Pernyataan tentang potensi targeting fasilitas minyak meningkatkan fokus pada risiko pasokan. Sementara itu, AS melalui Defense Secretary Pete Hegseth dan Ketua Staf Gabungan Jenderal Dan Caine, mengumumkan konferensi pers mengenai operasi bernama Epic Fury yang akan berlangsung pada jam 08:00 ET (12:00 GMT). Kombinasi retorika militer dan langkah kebijakan berpotensi meningkatkan volatilitas pasar dalam waktu dekat.
Keterlibatan konflik regional memperbesar risiko pasokan minyak mentah, karena infrastruktur kunci bisa menjadi sasaran. Pasar energi global telah lama menimbang risiko geopolitik dari wilayah produksi utama, dan eskalasi baru berpotensi meningkatkan premi risiko bagi produsen dan konsumen. Ketidakpastian ini biasanya mendorong volatilitas harga minyak lebih tinggi.
Analis menilai bahwa pernyataan Iran bisa menambah tekanan pada aliran minyak jika konflik meluas, meskipun negosiasi dan mitigasi kebijakan tetap menjadi faktor pembatas. Pelaku pasar juga memantau respons Amerika Serikat dan sekutu terhadap eskalasi ini, karena kebijakan energi yang lebih agresif bisa memengaruhi biaya produksi dan distribusi. Secara umum, pasar menilai harga sejalan dengan ekspektasi gangguan pasokan dalam jangka menengah.
Pihak berwenang menyatakan bahwa argumen terkait energi telah dibuat untuk menjaga pasokan meski rincian teknisnya tidak dipublikasikan.
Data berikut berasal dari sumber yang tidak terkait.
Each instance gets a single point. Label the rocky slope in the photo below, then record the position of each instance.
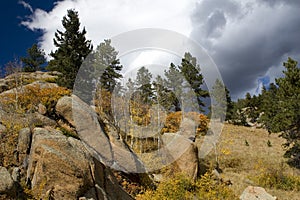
(44, 157)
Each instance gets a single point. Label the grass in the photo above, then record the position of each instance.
(255, 163)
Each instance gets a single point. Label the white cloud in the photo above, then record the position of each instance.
(106, 18)
(247, 39)
(26, 5)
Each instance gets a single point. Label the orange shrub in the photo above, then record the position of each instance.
(173, 121)
(31, 96)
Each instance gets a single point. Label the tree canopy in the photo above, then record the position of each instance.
(72, 49)
(34, 60)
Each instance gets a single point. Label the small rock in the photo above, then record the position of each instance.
(2, 128)
(6, 182)
(16, 174)
(42, 109)
(23, 140)
(256, 193)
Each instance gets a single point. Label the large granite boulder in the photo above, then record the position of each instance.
(106, 146)
(63, 167)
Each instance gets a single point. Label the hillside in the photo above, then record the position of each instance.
(47, 152)
(243, 163)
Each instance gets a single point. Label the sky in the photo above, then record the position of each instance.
(248, 40)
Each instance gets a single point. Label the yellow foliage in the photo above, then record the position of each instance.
(181, 187)
(173, 121)
(271, 177)
(31, 96)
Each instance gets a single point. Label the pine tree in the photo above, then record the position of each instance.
(174, 84)
(107, 65)
(144, 86)
(221, 101)
(73, 48)
(34, 60)
(191, 71)
(286, 117)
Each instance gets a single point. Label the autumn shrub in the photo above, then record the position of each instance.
(9, 142)
(277, 178)
(30, 96)
(173, 121)
(181, 187)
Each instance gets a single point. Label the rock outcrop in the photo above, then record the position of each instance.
(24, 78)
(62, 167)
(6, 182)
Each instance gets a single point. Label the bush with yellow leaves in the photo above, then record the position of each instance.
(181, 187)
(173, 122)
(277, 178)
(31, 96)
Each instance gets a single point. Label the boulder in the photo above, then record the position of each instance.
(6, 182)
(24, 140)
(188, 162)
(42, 109)
(37, 119)
(256, 193)
(2, 128)
(64, 109)
(107, 147)
(65, 167)
(23, 144)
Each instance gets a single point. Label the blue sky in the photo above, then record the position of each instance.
(14, 37)
(248, 40)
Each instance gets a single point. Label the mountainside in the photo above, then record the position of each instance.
(55, 146)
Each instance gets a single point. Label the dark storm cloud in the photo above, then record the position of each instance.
(246, 40)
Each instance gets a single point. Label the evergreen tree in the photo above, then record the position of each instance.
(287, 117)
(163, 96)
(144, 86)
(230, 105)
(191, 71)
(174, 83)
(107, 65)
(221, 100)
(73, 48)
(35, 58)
(269, 107)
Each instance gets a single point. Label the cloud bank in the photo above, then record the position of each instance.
(248, 40)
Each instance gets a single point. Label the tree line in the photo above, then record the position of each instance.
(276, 108)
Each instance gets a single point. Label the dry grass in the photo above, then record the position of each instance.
(241, 162)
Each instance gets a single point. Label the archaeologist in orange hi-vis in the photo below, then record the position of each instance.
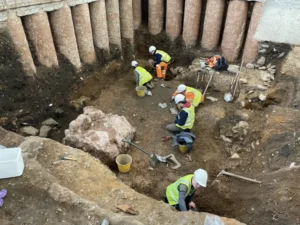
(192, 95)
(141, 76)
(180, 193)
(185, 118)
(162, 60)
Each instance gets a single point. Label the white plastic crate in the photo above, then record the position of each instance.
(11, 162)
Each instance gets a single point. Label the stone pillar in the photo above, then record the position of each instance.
(252, 45)
(39, 34)
(234, 31)
(155, 16)
(83, 30)
(137, 13)
(212, 23)
(64, 35)
(114, 32)
(17, 34)
(174, 18)
(191, 22)
(99, 25)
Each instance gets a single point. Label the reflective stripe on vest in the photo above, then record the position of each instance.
(144, 75)
(189, 123)
(172, 192)
(197, 95)
(164, 56)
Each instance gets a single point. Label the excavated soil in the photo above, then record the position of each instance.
(251, 203)
(111, 89)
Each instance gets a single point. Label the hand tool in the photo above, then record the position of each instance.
(223, 172)
(155, 159)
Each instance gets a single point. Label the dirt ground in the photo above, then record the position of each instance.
(273, 131)
(251, 203)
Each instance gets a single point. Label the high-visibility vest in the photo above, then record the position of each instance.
(172, 192)
(144, 75)
(164, 56)
(197, 96)
(189, 123)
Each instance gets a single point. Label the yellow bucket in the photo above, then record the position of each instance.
(182, 148)
(124, 162)
(141, 90)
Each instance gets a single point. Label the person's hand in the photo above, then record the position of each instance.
(192, 205)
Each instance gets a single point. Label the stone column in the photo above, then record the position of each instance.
(17, 34)
(137, 13)
(114, 30)
(252, 45)
(39, 34)
(83, 30)
(64, 35)
(174, 18)
(99, 25)
(155, 16)
(126, 16)
(212, 24)
(234, 31)
(191, 22)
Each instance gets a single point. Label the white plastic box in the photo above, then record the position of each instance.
(11, 162)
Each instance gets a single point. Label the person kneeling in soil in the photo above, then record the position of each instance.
(192, 95)
(185, 118)
(142, 76)
(162, 60)
(180, 193)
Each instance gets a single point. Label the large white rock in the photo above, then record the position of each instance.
(100, 134)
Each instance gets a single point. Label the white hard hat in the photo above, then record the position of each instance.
(201, 177)
(152, 49)
(181, 88)
(134, 63)
(179, 98)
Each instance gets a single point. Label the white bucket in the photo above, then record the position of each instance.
(11, 162)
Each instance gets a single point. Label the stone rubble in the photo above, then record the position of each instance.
(99, 134)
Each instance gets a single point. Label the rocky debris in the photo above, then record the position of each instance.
(281, 55)
(50, 122)
(261, 87)
(250, 66)
(243, 81)
(78, 104)
(44, 131)
(29, 131)
(261, 61)
(100, 134)
(59, 112)
(262, 51)
(242, 114)
(225, 139)
(211, 98)
(291, 64)
(262, 97)
(233, 68)
(265, 45)
(262, 68)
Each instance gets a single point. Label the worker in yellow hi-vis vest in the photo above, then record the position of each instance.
(185, 118)
(142, 76)
(192, 95)
(180, 193)
(162, 60)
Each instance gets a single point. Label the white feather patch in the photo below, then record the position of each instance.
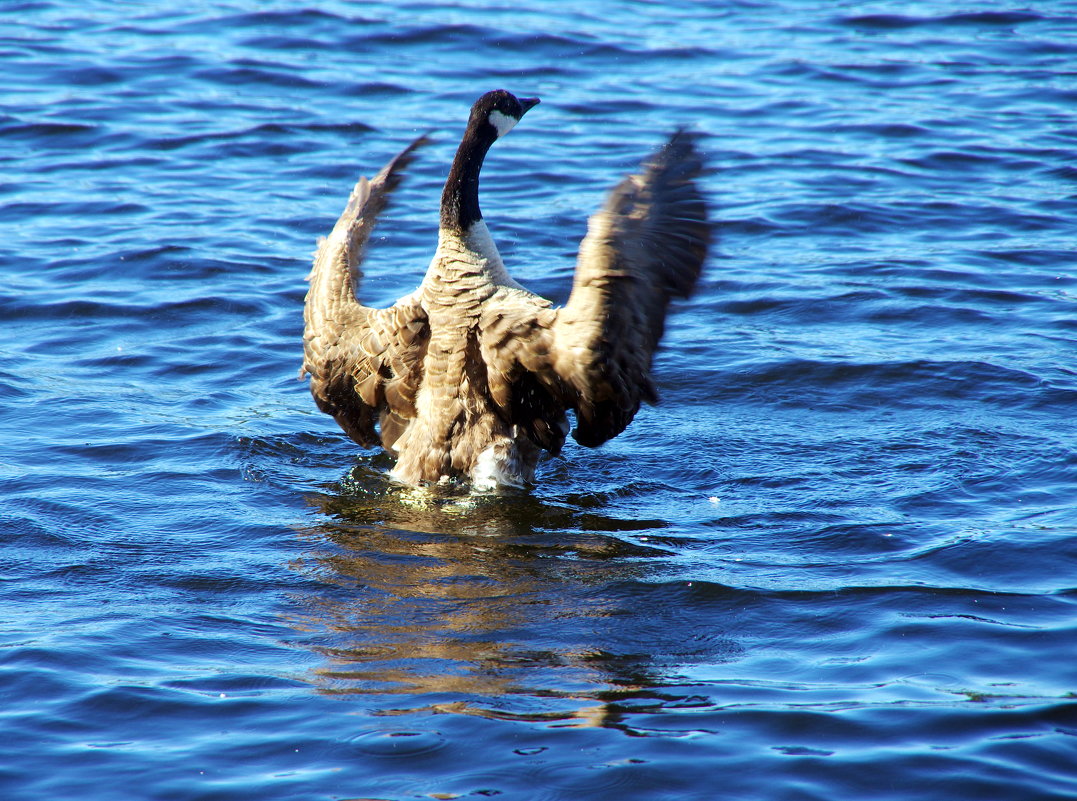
(502, 122)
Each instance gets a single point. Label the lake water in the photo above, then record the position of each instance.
(838, 561)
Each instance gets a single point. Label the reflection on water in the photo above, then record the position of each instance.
(461, 600)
Fokus investor tetap pada potensi gangguan geopolitik dan dinamika negosiasi. Para trader perlu menimbang skenario risiko tanpa rekomendasi perdagangan eksplisit serta menerapkan manajemen risiko yang tepat.
Dari sisi harga, risiko geopolitik cenderung mendukung pergerakan volatil pada minyak. Jika Iran atau pihak terkait mengambil langkah terhadap fasilitas minyak, harga berpotensi naik karena kekhawatiran gangguan pasokan. Sebaliknya, respons kebijakan AS dan jalur diplomatik dapat menekan kenaikan harga jika pasokan tetap berjalan melalui jalur alternatif.
Bagi trader, pendekatan yang pragmatis adalah menunggu sinyal perdagangan yang jelas dari pergerakan harga setelah berita geopolitik. Karena konten artikel ini bersifat fundamental, rekomendasi entri perdagangan tidak dapat ditarik secara tegas pada saat ini. Jika ada potensi entri, maka rasio risiko terhadap potensi keuntungan sebaiknya minimal 1 banding 1,5.
Konsistensi manajemen risiko tetap utama, dengan menetapkan batas kerugian dan target profit sesuai volatilitas pasar minyak. Trader disarankan memantau berita geopolitik, pernyataan pejabat, dan data produksi global untuk menilai peluang tanpa mengabaikan kehati-hatian. Liputan oleh Cetro Trading Insight menekankan pentingnya konteks makro untuk menentukan arah pergerakan harga minyak di pasar komoditas.